The Internet of Things is in the starting blocks and the race is on to create the premier 5G network that will power the next phase of connectivity. The networks of the future hold great promise, making the leap from a world of connected individuals to a world of connected devices. In addition to the conversations and communications of today, The Internet of Things adds driverless cars, drones, and a host of applications yet to be discovered.
While it is clear that the United States led the global adoption of 4G networks, concerns have been raised about the nation’s leadership in the evolution to a 5G network. Specifically, China has announced its intentions to leapfrog technologies and dominate the world’s 5G networks. Government funding and subsidies through its Belt and Road initiative have allowed China to make substantial inroads into the global market for 5G networks. In response, some in the United States, including Trump campaign advisers and former House Speaker Newt Gingrich, are claiming national security threats require a nationalized network for the United States as the way to win the 5G race.
The argument is not new, nor is it convincing. Just last year, there were discussions of a nationalized energy sector, with the claim that coal and nuclear plants were struggling to compete in a market where natural gas has risen to dominance. Energy is vital to national security, the argument goes, so government intervention is warranted. Elsewhere, the administration has pressed the national security argument to support tariffs.
However, it is not intuitively obvious that a nationalized network with wholesale open access would prove superior with respect to security, privacy, and reliability when compared to the competitive market that shaped today’s networks run by the major carriers. In some ways, creating a wholesale open access market reduces some of the redundancies in the existing network, which may actually increase cybersecurity threats.
And more importantly, a nationalized wholesale market is decidedly a step back in the evolution of communications networks. As Professor Tom Hazlett, former FCC chief economist, describes in his book The Political Spectrum, the latter half of the 20th century was largely an exercise attempting to liberate spectrum appropriated by the FCC in the early part of that century. While far from complete, transferring spectrum to the private sector ushered in a wave of innovation, driven by competition and consumer demand. Indeed, the goal should be to grant more flexibility in the use of spectrum to encourage more innovation and greater diversity in the market.

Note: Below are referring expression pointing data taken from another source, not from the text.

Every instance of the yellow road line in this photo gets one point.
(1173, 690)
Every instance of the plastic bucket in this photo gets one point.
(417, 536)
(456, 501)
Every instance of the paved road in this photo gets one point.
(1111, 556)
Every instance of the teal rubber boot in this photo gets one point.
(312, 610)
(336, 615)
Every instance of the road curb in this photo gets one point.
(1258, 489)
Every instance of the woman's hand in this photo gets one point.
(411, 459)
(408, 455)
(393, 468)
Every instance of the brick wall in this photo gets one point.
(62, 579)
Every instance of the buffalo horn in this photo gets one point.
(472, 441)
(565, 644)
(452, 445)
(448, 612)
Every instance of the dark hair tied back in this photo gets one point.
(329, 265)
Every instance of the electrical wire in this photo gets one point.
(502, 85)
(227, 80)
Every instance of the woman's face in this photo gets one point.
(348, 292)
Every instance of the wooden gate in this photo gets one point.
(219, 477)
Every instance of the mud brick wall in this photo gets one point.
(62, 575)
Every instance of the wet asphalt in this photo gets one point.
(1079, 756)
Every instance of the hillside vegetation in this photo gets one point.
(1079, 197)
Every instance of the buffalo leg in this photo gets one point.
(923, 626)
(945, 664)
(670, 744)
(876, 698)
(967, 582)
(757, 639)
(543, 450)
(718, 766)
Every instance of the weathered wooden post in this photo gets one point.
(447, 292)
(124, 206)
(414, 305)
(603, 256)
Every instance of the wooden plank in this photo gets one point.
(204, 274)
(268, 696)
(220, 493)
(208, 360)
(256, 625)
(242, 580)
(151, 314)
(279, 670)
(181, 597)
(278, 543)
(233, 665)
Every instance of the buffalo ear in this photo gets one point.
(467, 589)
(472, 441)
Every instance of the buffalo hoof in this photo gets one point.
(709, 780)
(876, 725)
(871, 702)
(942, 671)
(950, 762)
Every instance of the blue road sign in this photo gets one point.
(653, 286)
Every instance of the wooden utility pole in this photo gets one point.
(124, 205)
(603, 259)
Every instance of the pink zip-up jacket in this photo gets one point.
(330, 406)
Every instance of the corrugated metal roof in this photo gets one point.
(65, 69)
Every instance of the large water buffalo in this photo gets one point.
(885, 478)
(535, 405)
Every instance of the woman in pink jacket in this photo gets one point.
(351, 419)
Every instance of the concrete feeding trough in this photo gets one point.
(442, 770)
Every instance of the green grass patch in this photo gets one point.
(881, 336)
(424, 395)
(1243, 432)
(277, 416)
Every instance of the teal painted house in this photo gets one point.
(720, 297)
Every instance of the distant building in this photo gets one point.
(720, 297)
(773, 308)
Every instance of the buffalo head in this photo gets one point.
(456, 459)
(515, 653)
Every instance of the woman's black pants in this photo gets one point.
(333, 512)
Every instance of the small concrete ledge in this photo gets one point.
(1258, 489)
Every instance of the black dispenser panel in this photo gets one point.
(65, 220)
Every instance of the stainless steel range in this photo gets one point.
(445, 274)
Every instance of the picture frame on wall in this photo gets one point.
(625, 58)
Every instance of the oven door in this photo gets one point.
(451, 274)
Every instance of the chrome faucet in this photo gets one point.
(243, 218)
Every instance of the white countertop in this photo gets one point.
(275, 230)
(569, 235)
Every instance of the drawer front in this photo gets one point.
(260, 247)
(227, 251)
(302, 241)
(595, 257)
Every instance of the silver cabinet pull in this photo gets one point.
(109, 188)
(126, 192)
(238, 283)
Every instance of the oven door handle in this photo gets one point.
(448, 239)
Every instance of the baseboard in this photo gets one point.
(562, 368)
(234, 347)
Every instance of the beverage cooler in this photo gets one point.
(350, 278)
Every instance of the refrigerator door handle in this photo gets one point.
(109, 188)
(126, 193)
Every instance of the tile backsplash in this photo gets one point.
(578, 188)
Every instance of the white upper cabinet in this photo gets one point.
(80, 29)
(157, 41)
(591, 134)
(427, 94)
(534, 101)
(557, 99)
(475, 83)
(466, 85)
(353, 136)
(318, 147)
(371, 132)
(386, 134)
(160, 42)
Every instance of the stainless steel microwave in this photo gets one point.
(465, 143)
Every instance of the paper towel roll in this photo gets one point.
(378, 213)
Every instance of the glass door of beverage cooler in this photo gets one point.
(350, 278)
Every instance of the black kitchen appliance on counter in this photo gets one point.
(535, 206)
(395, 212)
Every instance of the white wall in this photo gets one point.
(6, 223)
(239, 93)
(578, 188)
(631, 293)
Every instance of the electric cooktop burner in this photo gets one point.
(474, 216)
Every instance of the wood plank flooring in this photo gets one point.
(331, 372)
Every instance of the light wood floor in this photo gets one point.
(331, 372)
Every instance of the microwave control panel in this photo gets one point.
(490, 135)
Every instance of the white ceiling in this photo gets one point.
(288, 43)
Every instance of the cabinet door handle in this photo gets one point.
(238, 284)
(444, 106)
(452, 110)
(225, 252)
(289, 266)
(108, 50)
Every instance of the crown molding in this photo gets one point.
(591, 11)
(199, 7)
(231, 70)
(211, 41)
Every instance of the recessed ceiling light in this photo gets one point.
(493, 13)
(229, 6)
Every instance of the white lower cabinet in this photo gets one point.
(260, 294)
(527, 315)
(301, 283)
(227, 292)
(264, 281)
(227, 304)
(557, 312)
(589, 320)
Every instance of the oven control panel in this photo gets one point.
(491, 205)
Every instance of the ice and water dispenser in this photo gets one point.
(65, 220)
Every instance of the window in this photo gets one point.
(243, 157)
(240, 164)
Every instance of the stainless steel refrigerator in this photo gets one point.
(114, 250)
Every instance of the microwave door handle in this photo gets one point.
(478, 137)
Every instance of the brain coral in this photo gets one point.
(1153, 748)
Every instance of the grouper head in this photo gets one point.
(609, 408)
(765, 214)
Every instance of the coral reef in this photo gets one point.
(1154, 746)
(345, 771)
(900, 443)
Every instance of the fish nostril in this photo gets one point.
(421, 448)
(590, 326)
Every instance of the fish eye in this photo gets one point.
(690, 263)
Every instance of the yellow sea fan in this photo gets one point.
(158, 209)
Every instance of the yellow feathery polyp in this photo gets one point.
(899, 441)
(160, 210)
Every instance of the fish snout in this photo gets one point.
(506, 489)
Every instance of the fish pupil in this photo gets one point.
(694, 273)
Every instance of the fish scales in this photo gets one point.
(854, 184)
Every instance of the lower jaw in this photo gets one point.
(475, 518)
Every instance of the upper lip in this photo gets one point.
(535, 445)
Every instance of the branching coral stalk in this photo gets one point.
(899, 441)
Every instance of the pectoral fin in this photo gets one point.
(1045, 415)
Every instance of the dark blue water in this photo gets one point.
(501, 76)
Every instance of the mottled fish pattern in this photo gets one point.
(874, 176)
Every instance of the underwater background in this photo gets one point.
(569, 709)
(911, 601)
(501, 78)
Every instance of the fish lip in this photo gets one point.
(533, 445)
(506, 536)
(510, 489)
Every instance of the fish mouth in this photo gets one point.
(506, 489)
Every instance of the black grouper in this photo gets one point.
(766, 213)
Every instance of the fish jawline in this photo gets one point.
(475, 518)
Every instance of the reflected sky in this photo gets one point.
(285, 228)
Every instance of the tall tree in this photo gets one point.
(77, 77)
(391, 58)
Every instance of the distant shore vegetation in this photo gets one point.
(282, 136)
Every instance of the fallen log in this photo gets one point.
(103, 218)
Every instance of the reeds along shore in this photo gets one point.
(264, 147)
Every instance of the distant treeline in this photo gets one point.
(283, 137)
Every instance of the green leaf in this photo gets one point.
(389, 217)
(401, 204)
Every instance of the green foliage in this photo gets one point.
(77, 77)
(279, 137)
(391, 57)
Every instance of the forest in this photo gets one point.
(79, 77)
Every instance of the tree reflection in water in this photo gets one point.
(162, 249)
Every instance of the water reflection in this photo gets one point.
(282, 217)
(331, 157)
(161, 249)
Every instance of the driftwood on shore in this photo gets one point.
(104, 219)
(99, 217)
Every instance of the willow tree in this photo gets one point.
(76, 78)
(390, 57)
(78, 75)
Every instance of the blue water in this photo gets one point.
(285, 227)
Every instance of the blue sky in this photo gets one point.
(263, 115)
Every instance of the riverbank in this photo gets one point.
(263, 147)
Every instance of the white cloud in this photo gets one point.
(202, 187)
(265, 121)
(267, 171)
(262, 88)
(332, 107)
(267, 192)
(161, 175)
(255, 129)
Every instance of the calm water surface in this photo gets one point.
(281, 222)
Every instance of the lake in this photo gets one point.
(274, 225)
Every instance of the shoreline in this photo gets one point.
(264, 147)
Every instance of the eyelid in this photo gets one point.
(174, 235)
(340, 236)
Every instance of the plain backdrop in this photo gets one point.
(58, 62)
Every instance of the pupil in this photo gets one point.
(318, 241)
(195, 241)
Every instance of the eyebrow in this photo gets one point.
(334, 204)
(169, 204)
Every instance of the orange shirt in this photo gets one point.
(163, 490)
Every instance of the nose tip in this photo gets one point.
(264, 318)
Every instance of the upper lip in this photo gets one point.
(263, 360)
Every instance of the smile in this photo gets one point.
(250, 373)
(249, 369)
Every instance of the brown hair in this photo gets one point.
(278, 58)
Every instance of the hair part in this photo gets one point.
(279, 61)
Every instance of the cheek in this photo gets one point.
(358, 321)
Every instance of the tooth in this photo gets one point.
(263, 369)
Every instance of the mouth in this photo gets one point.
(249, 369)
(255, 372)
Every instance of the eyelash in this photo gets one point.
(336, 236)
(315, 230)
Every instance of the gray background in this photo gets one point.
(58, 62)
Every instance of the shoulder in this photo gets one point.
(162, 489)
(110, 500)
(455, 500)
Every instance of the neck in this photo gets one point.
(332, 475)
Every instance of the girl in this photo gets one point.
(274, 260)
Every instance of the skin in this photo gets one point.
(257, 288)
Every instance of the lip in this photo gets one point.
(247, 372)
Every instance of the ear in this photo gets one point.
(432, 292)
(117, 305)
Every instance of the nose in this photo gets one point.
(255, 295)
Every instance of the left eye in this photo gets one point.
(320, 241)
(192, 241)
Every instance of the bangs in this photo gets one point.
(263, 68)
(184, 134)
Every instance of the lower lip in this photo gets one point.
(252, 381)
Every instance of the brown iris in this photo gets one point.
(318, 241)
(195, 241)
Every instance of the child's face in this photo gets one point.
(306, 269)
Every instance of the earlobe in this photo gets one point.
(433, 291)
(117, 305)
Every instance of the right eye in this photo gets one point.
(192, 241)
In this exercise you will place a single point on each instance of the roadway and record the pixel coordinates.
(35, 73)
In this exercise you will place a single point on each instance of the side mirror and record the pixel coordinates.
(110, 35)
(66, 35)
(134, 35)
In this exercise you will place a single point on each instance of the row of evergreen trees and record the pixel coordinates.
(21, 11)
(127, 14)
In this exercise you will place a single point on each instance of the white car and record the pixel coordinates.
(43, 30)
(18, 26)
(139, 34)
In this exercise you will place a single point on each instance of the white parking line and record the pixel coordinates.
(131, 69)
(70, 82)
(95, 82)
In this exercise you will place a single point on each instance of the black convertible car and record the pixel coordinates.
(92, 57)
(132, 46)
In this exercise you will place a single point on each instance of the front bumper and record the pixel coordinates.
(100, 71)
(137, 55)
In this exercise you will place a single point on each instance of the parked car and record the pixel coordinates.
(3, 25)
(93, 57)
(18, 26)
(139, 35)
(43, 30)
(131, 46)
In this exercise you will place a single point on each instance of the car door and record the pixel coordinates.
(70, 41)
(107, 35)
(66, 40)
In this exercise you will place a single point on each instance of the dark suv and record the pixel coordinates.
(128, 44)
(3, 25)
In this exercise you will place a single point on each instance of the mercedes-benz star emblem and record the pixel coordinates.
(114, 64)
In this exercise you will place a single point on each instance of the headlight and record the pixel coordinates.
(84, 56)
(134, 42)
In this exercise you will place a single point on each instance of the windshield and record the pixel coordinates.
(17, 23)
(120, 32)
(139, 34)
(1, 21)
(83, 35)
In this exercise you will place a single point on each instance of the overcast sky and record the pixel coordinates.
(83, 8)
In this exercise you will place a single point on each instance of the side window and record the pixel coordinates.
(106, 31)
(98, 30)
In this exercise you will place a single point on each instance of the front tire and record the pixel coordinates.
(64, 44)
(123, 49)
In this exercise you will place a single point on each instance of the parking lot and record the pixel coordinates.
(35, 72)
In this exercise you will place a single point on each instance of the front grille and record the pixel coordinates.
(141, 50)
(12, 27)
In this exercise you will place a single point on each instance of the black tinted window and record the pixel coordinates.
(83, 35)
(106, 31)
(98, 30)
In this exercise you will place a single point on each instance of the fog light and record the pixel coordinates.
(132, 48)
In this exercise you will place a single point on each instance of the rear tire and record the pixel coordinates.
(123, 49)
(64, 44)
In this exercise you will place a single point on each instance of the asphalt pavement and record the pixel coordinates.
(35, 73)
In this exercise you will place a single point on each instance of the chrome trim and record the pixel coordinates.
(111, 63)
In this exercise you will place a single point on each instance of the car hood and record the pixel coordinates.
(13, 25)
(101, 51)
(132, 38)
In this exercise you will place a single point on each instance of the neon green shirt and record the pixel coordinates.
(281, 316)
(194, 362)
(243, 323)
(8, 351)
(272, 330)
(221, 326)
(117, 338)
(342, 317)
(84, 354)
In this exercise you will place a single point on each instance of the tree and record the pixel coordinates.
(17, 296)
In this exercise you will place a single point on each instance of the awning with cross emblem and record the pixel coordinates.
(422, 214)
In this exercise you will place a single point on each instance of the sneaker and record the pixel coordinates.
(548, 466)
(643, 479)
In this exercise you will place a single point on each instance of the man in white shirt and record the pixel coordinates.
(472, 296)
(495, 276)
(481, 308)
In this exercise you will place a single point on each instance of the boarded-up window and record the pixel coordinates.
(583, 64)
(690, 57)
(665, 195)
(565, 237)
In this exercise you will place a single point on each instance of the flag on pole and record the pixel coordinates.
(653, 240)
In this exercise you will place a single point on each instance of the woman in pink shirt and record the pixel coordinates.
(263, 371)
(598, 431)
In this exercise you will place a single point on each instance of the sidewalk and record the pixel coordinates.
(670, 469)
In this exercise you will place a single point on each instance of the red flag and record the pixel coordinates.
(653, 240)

Moving forward requires greater competition and fewer regulatory impediments, including state and local regulations that raise costs and delay the deployment of the critical infrastructure necessary to support a 5G network. To this end, the FCC recently endorsed new policies to limit unnecessary impediments to 5G deployment by state and local governments. This is an important step, as is the need to improve the allocation of spectrum necessary for 5G across the country.
Deploying the fiber and small cell technologies to handle 5G communications is a substantial undertaking, and there is clearly a race underway between China and the United States for 5G leadership. And while there is reason to be concerned about Chinese dominance in the future 5G market, the answer is open markets and dynamic competition in the deployment of 5G. Economists have long known the dangers of regulated monopolies; the losses they impose on the economy reduce both consumer welfare and innovation.
In the United States, both Verizon and AT&T already are selling 5G products, a metric that puts the nation ahead of China. By another metric — nationwide deployment — many analysts believe China will be first across the finish line. But it must be remembered that the promise of 5G requires more than deployment. Ultimately, it is the rollout of the Internet of Things with virtually instantaneous communications between humans as well as machines. It is an exponential leap in connectivity that can transform economic activity. But doing so requires entrepreneurship and innovation, qualities that are better left to the private sector. Open and competitive markets have allowed U.S. firms to excel and dominate global markets, as can be seen by U.S. leadership in the tech sector. Achieving the full potential of a 5G economy can only be accomplished through policies that empower the private sector to build our connected future.